Spacejock Software's yWriter 5
The open source “Storybook” software also provides tools for organizing your story components as well as drafting the story itself. As you can see below, I began writing my notes for NaNoWriMo 2010 in Storybook before switching over to Scrivener. I was already using the “scene” idea. Each of the thin boxes you see in the left-hand pane represents a modular scene.
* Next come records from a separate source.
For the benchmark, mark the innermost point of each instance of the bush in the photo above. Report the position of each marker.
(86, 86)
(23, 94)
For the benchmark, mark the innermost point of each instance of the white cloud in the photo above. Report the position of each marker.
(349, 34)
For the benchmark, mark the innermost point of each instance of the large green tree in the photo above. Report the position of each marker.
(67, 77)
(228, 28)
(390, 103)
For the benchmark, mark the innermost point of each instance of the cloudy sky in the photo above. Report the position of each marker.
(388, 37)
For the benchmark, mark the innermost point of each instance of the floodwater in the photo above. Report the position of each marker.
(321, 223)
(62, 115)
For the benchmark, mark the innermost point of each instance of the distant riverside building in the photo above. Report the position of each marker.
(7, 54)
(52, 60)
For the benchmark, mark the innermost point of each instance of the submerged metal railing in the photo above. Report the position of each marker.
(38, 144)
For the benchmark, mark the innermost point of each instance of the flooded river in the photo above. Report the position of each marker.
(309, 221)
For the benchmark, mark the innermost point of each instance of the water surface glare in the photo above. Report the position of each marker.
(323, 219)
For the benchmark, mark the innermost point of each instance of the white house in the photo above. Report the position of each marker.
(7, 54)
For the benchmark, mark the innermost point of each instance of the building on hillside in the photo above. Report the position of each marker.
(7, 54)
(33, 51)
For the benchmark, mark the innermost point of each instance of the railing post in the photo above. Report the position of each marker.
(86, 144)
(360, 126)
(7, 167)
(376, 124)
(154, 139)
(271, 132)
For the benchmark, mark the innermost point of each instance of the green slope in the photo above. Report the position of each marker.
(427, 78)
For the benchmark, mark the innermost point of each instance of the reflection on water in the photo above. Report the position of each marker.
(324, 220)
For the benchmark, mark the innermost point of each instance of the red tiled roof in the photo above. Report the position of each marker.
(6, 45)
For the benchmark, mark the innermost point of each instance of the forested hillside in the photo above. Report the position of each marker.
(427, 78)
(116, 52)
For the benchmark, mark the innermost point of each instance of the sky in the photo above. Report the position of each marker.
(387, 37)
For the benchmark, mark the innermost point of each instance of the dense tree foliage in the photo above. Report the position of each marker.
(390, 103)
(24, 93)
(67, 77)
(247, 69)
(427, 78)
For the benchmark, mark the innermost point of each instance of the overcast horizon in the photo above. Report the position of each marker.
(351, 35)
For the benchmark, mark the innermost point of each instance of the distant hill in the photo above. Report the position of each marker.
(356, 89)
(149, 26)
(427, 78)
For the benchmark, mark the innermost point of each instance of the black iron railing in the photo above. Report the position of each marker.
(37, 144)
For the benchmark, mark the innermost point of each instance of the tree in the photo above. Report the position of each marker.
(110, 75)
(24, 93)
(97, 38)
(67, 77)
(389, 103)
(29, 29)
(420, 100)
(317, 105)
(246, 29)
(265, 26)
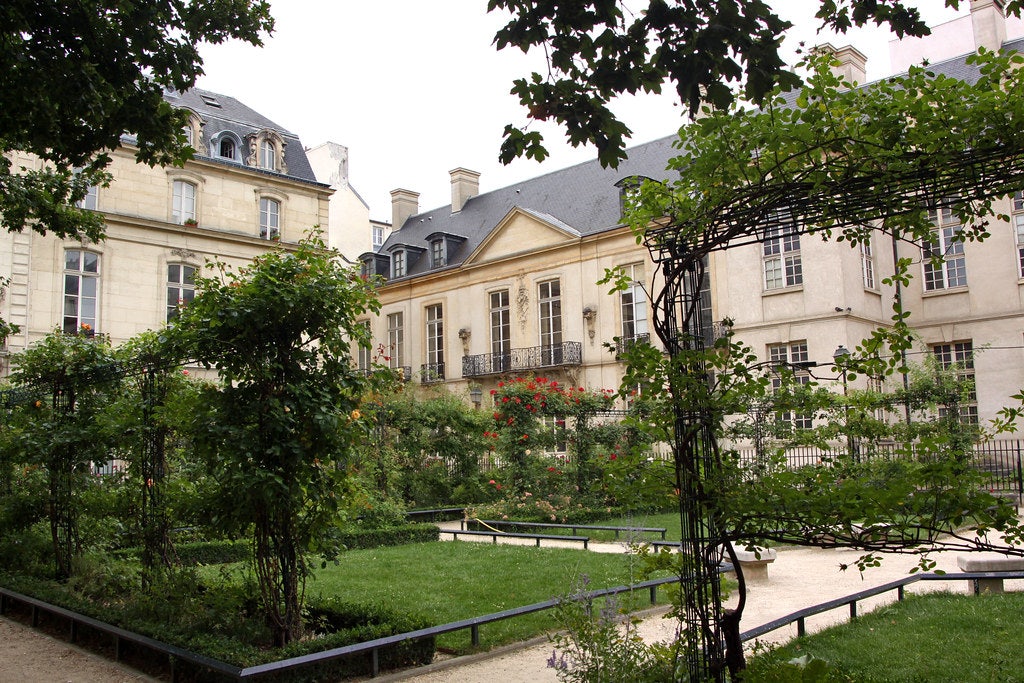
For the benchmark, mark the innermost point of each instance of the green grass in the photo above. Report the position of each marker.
(448, 582)
(669, 520)
(935, 637)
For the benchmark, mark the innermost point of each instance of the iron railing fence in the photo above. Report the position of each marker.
(371, 649)
(522, 359)
(999, 460)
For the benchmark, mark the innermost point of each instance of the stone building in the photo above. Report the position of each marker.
(250, 187)
(504, 283)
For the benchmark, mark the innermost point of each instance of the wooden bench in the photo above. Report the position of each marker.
(755, 562)
(988, 563)
(573, 527)
(456, 532)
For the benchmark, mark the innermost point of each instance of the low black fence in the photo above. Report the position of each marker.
(371, 649)
(176, 656)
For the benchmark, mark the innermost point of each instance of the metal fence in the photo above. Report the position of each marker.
(998, 460)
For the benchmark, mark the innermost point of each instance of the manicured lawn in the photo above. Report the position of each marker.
(935, 637)
(448, 582)
(669, 520)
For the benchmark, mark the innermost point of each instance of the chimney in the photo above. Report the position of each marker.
(989, 23)
(465, 184)
(852, 65)
(404, 203)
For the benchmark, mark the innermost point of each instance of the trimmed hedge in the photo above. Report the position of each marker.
(223, 552)
(330, 624)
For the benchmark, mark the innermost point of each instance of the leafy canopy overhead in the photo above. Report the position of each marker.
(76, 76)
(708, 49)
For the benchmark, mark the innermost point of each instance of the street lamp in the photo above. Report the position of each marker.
(841, 356)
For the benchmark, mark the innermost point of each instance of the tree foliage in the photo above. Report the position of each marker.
(707, 49)
(278, 428)
(77, 76)
(68, 382)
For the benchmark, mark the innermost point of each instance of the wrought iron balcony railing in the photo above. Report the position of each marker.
(522, 359)
(431, 372)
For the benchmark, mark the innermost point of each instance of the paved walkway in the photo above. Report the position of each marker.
(800, 578)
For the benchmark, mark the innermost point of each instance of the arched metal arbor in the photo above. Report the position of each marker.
(680, 247)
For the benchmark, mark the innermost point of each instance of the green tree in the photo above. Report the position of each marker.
(66, 383)
(840, 163)
(708, 49)
(280, 334)
(77, 76)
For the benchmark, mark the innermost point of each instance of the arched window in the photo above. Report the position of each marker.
(267, 155)
(183, 203)
(266, 151)
(269, 218)
(180, 288)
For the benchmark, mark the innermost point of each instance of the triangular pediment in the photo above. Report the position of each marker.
(522, 230)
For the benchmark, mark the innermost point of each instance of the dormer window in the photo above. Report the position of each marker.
(267, 156)
(266, 151)
(438, 255)
(193, 130)
(442, 247)
(225, 145)
(373, 263)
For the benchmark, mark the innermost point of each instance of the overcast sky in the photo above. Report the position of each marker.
(415, 88)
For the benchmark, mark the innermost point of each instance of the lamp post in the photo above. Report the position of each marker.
(841, 355)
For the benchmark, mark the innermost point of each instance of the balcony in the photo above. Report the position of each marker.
(431, 373)
(522, 359)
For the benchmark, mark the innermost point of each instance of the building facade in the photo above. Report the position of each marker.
(505, 283)
(249, 188)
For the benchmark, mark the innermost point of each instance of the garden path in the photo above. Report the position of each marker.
(800, 578)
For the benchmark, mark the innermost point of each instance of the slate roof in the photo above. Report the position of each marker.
(582, 199)
(241, 120)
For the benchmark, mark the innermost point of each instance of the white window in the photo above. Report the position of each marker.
(180, 288)
(90, 200)
(1018, 221)
(365, 358)
(550, 308)
(501, 332)
(960, 356)
(269, 218)
(867, 264)
(267, 155)
(945, 266)
(787, 358)
(183, 203)
(226, 148)
(438, 255)
(81, 291)
(782, 265)
(435, 343)
(395, 340)
(634, 305)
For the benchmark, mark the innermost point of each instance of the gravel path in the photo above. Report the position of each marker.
(800, 578)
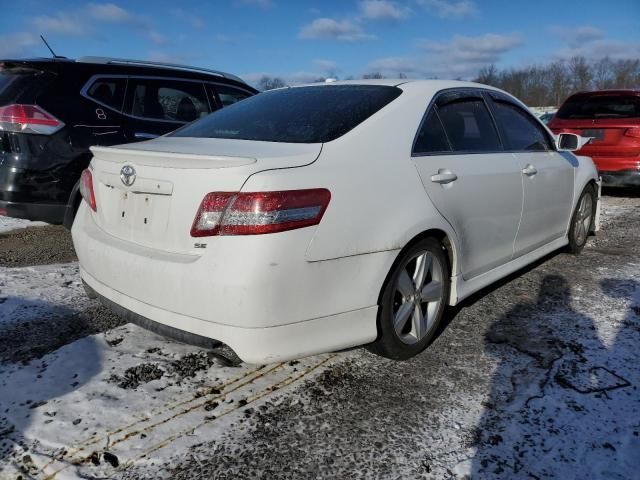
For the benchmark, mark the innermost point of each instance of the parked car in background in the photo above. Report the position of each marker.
(309, 219)
(53, 110)
(546, 117)
(611, 118)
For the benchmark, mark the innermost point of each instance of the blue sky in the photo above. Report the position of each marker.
(301, 40)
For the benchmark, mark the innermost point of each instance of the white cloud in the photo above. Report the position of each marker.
(109, 12)
(461, 57)
(449, 8)
(192, 19)
(383, 10)
(84, 22)
(577, 36)
(326, 66)
(330, 29)
(597, 49)
(255, 3)
(16, 44)
(62, 23)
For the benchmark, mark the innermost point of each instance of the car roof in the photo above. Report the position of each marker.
(415, 83)
(128, 65)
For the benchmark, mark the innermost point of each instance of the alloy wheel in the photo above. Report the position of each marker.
(417, 297)
(583, 218)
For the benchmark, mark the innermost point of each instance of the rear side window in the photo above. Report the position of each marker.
(469, 126)
(229, 96)
(431, 137)
(314, 114)
(519, 131)
(108, 91)
(600, 106)
(168, 100)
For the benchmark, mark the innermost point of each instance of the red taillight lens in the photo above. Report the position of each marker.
(28, 119)
(224, 213)
(86, 189)
(633, 132)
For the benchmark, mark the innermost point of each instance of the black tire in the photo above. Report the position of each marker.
(404, 345)
(582, 221)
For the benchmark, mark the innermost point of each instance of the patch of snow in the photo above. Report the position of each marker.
(8, 224)
(36, 292)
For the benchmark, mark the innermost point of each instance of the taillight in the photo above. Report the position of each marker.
(86, 189)
(633, 132)
(28, 119)
(254, 213)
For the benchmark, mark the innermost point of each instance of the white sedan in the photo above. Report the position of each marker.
(315, 218)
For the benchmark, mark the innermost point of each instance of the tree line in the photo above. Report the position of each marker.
(537, 85)
(551, 84)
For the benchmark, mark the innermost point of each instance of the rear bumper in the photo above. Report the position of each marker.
(624, 178)
(253, 345)
(44, 212)
(258, 294)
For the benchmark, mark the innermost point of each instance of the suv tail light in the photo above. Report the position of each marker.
(633, 132)
(225, 213)
(28, 119)
(86, 189)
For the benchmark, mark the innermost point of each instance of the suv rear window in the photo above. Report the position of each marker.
(17, 82)
(600, 106)
(314, 114)
(108, 91)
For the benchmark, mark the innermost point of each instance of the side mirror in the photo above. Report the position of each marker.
(569, 142)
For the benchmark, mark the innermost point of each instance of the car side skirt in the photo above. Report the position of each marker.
(461, 289)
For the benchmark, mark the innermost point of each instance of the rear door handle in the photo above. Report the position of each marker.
(145, 135)
(443, 177)
(529, 170)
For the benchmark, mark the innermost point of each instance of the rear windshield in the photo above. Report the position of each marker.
(16, 83)
(295, 115)
(600, 106)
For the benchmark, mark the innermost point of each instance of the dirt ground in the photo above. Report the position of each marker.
(534, 377)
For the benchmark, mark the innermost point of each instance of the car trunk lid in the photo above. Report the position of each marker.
(148, 193)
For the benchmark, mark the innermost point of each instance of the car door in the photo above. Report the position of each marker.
(157, 105)
(547, 176)
(469, 178)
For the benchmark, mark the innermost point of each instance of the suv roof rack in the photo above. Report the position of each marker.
(146, 63)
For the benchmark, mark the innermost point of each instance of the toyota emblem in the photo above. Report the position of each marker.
(128, 175)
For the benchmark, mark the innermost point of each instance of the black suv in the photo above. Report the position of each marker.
(53, 110)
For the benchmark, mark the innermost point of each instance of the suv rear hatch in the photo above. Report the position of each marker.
(169, 180)
(610, 119)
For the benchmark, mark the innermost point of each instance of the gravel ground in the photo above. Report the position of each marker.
(534, 377)
(36, 246)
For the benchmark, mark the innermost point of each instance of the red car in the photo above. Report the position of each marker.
(611, 118)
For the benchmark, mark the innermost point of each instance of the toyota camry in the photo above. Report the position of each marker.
(315, 218)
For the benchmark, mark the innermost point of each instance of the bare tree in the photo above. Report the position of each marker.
(603, 73)
(626, 73)
(581, 74)
(551, 84)
(488, 75)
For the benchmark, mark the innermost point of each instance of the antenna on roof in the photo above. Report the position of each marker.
(50, 49)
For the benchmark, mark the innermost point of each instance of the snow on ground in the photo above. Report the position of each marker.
(37, 292)
(127, 391)
(9, 223)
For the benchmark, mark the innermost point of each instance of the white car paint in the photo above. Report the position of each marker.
(296, 293)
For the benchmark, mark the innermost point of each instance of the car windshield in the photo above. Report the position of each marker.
(600, 106)
(315, 114)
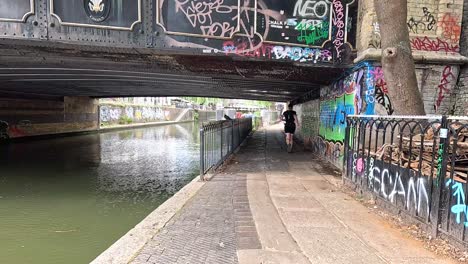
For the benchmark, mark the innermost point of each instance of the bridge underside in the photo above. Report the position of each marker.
(43, 71)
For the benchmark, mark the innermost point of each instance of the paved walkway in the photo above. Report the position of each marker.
(274, 207)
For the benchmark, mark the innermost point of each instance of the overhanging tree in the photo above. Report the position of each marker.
(397, 59)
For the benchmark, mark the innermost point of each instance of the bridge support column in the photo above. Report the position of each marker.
(38, 117)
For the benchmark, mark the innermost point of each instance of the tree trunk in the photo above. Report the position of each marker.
(397, 60)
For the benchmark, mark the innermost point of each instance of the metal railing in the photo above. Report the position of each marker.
(219, 139)
(419, 164)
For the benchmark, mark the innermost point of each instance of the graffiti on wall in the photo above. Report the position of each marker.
(357, 93)
(316, 31)
(459, 208)
(111, 114)
(451, 28)
(375, 41)
(429, 30)
(426, 22)
(437, 44)
(392, 184)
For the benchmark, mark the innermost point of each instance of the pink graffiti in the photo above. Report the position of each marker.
(447, 76)
(360, 165)
(426, 44)
(244, 49)
(451, 29)
(379, 80)
(201, 13)
(338, 22)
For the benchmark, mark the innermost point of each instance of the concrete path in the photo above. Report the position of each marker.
(273, 207)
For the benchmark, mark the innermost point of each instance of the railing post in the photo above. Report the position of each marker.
(202, 154)
(221, 135)
(441, 173)
(346, 148)
(232, 136)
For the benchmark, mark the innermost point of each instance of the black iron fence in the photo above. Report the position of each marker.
(219, 139)
(419, 164)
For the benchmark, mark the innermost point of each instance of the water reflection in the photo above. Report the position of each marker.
(65, 200)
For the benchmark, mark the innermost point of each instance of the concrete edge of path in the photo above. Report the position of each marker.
(127, 247)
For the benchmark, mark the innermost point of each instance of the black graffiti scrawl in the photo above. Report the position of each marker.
(97, 10)
(4, 130)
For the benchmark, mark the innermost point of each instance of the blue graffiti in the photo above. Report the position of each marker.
(460, 206)
(370, 93)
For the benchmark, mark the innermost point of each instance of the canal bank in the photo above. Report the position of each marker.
(67, 199)
(269, 206)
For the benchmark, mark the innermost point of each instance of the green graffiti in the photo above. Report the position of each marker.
(311, 34)
(332, 117)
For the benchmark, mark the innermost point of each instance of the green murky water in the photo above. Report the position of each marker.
(66, 200)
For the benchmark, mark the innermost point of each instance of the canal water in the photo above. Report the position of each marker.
(66, 200)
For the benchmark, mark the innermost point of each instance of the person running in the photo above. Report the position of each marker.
(290, 125)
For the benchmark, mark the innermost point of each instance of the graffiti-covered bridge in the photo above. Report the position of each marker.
(266, 49)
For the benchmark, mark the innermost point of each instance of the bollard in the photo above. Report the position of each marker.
(202, 154)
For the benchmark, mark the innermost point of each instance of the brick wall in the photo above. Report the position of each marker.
(434, 25)
(26, 117)
(308, 115)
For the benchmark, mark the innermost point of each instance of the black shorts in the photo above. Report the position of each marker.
(290, 128)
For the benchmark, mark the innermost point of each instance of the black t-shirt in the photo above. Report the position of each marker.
(289, 116)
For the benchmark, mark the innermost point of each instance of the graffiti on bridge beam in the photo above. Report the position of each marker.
(4, 127)
(20, 129)
(316, 31)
Storybook allows you to drag those around as need between the chapters (the larger gray boxes).

Open Source Storybook Software
If you’d like to try fiction writing software and don’t have money to spend, Storybook is a nice option since it’s free of charge (though the free version does contain a few “nag” messages about donating to the project).
From now until the release of the finished version, the public beta for Scrivener for Windows is free. (The Mac version can be downloaded as a free trial.)
yWriter 5 is a free product as well, and is worth taking a look at.
There are many other text editors, word processors, and novel writing products on the market you can consider as well. Some of these are listed on my site’s Resources page.
Conclusion
Getting a novel written in 30 days is not an impossible challenge. In each of the last two years, I’ve managed to win the NaNoWriMo challenge of creating 50,000 words of original fiction in a month. The keys for me have been to plot out the idea in advance, use a modular approach to constructing the story, use a revision log to keep myself from wasting time revising as I go, and having novel writing software to help me keep things organized. Hopefully, some of these tools and ideas will help you in your own writing.